The Minnesota Orchestra today released a jam-packed 2014-15 season, its first full season since ending a contentious labor-management struggle.
Its next season, which starts Sept. 5, will feature a slew of world-class visiting performers, a number of musical series, and a completion of the Sibelius recording cycle halted by the recent lockout.
The expansive season will be a crowd-pleaser aimed at building on the goodwill towards the orchestra musicians and Music Director Osmo Vänskä that grew during the difficult 16-month lockout.
It's also big in size: 25 weeks of classical concerts topped by a pops season and boasting a series of themed concerts. There will be a winter festival celebrating music based on the work of Shakespeare, a three-week celebration of the 150th birthday of Richard Strauss, and a multi-week Spirit and Spring series focusing on the music of faith and contemplation, which will occur around Easter.
There will also be the first New Year's Eve concerts the orchestra has offered since 1998, made possible by changes in the new musicians' contract. The season also is notable as it marks the first time that a season has been organized by Vänskä in direct consultation with a committee of musicians.
Vänskä said he's very happy with how it went.
"So many great ideas coming from the players," he said. "It is something which I am used to [doing] in Finland, Lahti, everything was used to do with the players. But it's finally happening here and I think that the result is excellent."
The orchestra also rescheduled a planned recording session of the final disc in the Orchestra's Sibelius cycle that was postponed because of the dispute. Vänskä said it is back on the calendar for June. That's significant because the Orchestra received a Grammy nomination for the first of its Sibelius discs and won the Best Orchestra performance Grammy for the second disc.
Although this is the second season announced since the end of the lockout, it is an important one because the first one, which is coming to an end, was truncated because of the dispute. Also, it came together at a time when Vänskä's future in Minnesota was undecided. He resigned during the dispute, and there was some question as to whether the Orchestra Board would rehire him.

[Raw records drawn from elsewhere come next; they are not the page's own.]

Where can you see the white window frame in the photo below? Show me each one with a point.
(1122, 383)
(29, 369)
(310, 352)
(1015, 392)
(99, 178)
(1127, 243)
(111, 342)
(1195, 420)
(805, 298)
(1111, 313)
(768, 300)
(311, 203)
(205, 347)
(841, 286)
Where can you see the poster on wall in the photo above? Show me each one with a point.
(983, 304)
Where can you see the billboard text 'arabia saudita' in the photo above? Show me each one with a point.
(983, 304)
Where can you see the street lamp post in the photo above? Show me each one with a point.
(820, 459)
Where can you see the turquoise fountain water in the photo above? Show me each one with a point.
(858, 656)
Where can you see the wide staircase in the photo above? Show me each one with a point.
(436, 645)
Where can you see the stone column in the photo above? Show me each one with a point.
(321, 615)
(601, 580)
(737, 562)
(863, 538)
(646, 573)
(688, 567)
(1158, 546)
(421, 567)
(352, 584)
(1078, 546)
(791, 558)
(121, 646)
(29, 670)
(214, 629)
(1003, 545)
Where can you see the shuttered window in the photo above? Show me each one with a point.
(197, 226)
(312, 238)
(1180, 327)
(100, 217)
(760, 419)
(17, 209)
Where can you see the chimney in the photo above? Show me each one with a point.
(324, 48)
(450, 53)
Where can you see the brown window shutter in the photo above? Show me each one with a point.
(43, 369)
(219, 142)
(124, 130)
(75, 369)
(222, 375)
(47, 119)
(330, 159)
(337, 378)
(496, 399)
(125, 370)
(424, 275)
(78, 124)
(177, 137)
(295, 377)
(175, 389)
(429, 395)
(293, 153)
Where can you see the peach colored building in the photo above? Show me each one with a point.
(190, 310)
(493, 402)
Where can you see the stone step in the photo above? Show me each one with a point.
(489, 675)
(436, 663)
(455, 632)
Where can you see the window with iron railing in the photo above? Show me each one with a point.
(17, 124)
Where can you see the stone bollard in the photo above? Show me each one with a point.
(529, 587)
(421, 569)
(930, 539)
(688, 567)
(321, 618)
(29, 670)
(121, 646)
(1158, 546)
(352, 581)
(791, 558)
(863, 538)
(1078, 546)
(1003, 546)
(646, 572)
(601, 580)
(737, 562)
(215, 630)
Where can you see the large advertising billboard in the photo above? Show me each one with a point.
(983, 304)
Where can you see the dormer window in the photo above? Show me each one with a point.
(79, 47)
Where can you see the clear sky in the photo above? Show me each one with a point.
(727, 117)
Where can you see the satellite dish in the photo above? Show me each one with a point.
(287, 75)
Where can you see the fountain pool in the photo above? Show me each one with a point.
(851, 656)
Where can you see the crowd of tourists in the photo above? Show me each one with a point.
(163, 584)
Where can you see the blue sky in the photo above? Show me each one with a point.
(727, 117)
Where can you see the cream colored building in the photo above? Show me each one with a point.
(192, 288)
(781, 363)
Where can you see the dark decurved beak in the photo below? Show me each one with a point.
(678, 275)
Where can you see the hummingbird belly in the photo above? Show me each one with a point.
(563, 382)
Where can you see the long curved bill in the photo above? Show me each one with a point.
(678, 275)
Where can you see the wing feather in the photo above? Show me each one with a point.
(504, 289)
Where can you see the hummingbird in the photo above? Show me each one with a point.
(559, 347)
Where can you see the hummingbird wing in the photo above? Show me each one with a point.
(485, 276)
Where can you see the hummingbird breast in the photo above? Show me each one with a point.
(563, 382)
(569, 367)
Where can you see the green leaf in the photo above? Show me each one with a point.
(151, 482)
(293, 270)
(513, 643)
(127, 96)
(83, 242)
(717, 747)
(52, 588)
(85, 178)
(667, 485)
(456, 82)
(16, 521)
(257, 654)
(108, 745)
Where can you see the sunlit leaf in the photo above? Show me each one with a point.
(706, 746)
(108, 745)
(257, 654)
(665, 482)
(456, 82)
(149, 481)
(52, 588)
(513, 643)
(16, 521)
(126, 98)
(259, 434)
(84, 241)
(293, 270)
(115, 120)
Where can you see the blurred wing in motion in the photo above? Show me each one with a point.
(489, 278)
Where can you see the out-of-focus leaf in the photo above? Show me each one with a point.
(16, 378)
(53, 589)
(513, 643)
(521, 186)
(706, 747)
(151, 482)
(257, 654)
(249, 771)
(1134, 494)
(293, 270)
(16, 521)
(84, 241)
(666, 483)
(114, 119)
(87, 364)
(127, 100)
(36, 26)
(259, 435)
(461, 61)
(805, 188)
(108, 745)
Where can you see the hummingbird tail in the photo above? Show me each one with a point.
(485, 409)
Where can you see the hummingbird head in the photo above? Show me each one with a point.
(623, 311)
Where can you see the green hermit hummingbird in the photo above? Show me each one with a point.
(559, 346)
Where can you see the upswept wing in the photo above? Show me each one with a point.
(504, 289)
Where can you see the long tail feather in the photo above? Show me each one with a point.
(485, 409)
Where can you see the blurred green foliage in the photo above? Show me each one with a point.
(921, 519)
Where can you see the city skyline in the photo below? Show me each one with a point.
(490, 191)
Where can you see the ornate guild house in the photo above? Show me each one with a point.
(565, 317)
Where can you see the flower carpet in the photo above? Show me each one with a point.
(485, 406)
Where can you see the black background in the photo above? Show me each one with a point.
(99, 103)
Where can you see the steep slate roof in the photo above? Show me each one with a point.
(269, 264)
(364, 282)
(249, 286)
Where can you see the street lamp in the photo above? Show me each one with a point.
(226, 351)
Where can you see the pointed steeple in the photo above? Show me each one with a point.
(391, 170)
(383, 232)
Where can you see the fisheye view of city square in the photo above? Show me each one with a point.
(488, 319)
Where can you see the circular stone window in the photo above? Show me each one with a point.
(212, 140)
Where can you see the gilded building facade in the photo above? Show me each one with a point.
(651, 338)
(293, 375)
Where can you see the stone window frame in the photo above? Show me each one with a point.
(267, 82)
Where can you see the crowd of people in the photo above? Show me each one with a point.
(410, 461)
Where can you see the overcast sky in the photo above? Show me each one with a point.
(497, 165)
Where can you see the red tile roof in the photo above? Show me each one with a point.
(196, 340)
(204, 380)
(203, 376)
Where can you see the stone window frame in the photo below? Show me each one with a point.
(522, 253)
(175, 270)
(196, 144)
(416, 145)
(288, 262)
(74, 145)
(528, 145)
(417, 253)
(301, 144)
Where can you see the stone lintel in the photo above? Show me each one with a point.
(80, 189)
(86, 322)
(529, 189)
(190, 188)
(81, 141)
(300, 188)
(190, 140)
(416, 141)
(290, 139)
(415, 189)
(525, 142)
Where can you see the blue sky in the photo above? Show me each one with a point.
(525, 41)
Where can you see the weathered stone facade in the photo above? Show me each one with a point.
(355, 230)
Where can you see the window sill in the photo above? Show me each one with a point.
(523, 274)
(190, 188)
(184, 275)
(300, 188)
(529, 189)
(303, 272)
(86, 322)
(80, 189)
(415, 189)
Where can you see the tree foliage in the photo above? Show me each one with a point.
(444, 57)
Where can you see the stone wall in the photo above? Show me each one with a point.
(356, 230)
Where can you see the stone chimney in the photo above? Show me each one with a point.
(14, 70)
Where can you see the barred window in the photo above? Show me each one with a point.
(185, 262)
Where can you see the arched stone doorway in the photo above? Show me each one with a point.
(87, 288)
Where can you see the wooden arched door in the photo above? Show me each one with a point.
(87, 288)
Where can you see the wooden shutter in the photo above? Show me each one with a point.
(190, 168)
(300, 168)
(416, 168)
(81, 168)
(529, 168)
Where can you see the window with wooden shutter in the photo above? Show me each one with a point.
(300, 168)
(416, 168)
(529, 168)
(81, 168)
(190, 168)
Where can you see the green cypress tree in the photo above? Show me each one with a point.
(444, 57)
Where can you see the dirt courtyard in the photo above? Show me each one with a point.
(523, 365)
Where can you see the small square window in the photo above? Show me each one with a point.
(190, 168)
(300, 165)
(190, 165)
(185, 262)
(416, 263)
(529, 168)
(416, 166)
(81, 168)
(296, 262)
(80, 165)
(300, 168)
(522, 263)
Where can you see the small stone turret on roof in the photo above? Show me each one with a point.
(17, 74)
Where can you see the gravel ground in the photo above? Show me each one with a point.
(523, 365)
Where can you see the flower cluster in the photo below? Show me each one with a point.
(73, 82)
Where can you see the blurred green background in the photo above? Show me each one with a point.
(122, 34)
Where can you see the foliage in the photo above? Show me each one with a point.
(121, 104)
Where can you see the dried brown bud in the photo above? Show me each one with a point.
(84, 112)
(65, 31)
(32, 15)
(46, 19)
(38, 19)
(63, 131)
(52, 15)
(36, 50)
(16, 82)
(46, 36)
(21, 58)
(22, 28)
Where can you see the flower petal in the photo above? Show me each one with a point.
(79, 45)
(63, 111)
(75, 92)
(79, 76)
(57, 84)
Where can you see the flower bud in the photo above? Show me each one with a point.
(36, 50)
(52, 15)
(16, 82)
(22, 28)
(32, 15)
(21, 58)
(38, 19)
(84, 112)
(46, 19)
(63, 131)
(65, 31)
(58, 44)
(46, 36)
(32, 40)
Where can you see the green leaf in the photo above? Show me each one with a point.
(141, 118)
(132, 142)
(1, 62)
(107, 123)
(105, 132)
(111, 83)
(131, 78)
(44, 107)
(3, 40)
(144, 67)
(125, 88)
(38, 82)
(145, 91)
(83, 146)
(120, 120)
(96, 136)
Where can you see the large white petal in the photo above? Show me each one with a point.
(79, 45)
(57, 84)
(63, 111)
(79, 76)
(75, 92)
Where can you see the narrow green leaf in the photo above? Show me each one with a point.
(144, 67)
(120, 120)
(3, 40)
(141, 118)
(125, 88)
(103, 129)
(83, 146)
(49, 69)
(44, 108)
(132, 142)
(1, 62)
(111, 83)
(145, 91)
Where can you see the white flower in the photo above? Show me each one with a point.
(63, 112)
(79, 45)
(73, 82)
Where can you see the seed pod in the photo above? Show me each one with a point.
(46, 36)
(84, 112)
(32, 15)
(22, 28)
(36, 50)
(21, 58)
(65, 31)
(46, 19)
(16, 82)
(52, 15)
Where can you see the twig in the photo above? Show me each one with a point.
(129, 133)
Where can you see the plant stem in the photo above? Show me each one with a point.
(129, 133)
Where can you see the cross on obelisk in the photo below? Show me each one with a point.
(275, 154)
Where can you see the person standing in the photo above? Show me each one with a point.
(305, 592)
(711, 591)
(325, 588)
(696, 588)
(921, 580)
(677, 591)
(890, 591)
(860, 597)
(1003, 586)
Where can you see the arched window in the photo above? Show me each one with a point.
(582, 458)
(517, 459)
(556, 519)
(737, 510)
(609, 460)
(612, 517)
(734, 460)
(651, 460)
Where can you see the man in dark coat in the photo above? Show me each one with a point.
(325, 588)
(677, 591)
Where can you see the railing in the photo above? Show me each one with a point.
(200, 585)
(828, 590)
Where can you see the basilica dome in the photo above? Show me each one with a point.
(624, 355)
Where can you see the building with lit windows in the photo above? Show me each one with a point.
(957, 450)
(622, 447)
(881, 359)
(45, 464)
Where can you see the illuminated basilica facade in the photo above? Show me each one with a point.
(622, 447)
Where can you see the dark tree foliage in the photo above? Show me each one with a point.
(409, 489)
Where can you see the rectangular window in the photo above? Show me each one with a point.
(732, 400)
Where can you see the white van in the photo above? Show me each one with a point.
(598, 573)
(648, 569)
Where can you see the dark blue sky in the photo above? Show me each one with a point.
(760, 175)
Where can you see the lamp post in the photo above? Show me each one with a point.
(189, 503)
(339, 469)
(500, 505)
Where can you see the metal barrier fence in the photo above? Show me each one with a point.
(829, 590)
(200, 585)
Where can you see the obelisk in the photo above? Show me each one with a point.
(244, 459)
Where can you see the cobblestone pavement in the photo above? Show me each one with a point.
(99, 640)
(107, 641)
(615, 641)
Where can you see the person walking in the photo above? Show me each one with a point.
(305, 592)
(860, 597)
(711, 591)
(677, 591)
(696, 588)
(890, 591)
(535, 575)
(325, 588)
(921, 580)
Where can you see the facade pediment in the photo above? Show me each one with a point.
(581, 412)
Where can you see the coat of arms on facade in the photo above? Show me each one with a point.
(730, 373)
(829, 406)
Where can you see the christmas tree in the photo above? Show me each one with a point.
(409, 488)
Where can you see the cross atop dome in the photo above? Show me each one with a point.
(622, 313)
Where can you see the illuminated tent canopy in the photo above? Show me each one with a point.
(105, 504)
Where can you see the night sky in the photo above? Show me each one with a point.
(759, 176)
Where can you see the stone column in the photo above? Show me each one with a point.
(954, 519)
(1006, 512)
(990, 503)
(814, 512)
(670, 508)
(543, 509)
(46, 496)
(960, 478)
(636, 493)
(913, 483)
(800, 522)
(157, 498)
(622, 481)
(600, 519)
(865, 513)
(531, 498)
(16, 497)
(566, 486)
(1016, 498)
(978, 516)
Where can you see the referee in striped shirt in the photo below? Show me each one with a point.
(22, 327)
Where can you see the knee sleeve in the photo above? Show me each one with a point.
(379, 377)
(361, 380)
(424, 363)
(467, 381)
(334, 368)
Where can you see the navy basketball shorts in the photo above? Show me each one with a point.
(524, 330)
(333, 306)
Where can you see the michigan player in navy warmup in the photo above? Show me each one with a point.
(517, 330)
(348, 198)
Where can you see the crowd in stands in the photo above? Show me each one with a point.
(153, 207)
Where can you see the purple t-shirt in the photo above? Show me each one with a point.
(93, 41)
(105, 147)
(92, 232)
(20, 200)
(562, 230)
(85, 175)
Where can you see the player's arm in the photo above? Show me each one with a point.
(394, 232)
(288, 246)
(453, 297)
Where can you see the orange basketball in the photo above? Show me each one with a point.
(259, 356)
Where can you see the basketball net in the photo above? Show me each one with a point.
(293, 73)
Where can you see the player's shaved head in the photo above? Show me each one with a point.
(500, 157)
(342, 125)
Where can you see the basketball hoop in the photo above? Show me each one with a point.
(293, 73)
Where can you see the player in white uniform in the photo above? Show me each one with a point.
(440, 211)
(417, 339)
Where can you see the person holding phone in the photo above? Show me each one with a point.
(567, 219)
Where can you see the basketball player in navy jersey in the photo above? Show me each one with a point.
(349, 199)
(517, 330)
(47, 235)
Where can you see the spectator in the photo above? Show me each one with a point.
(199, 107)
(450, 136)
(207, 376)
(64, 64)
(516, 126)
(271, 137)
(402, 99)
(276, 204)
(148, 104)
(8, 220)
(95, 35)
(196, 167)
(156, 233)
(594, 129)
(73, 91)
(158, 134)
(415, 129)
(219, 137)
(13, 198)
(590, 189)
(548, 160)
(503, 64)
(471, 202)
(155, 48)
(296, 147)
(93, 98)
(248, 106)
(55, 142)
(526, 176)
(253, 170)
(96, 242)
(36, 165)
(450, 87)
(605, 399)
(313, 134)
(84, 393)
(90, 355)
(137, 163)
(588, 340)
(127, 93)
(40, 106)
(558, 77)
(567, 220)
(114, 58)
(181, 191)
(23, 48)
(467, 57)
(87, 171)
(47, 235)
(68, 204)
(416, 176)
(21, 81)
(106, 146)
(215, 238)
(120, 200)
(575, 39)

Now that Vänskä has returned, he is clearly in control and the season bears his imprint and that of the musicians.
Vänskä said he is very happy with the way the orchestra is playing, and also with how the renovated Orchestra Hall sounds. However he is a difficult task master and promises a lot of hard work ahead. He said it's time for the orchestra to move on from the dispute.
"I think that there was a time to whine, but, it's time to cry and then it's time to stop crying and start to work again," Vänskä said. "And I think sometimes working is the best therapy for the mind, and I think that is right now happening. We want to make the orchestra as good as possible, as soon as possible."
The orchestra staff has its work cut out for it. Typically a season is announced before Christmas. However, the planning couldn't begin until the orchestra had settled the question of who would be its music director, and that didn't happen until Vänskä was rehired on May 1. The staff, which set up and sold the last season quickly, has more time with the next one, but it is much bigger.
Orchestra managers likely will be hoping for capacity crowds at Orchestra Hall. While the labor dispute is over, management did not receive all the concessions from musicians that it said it needed, so it will have to watch the bottom line.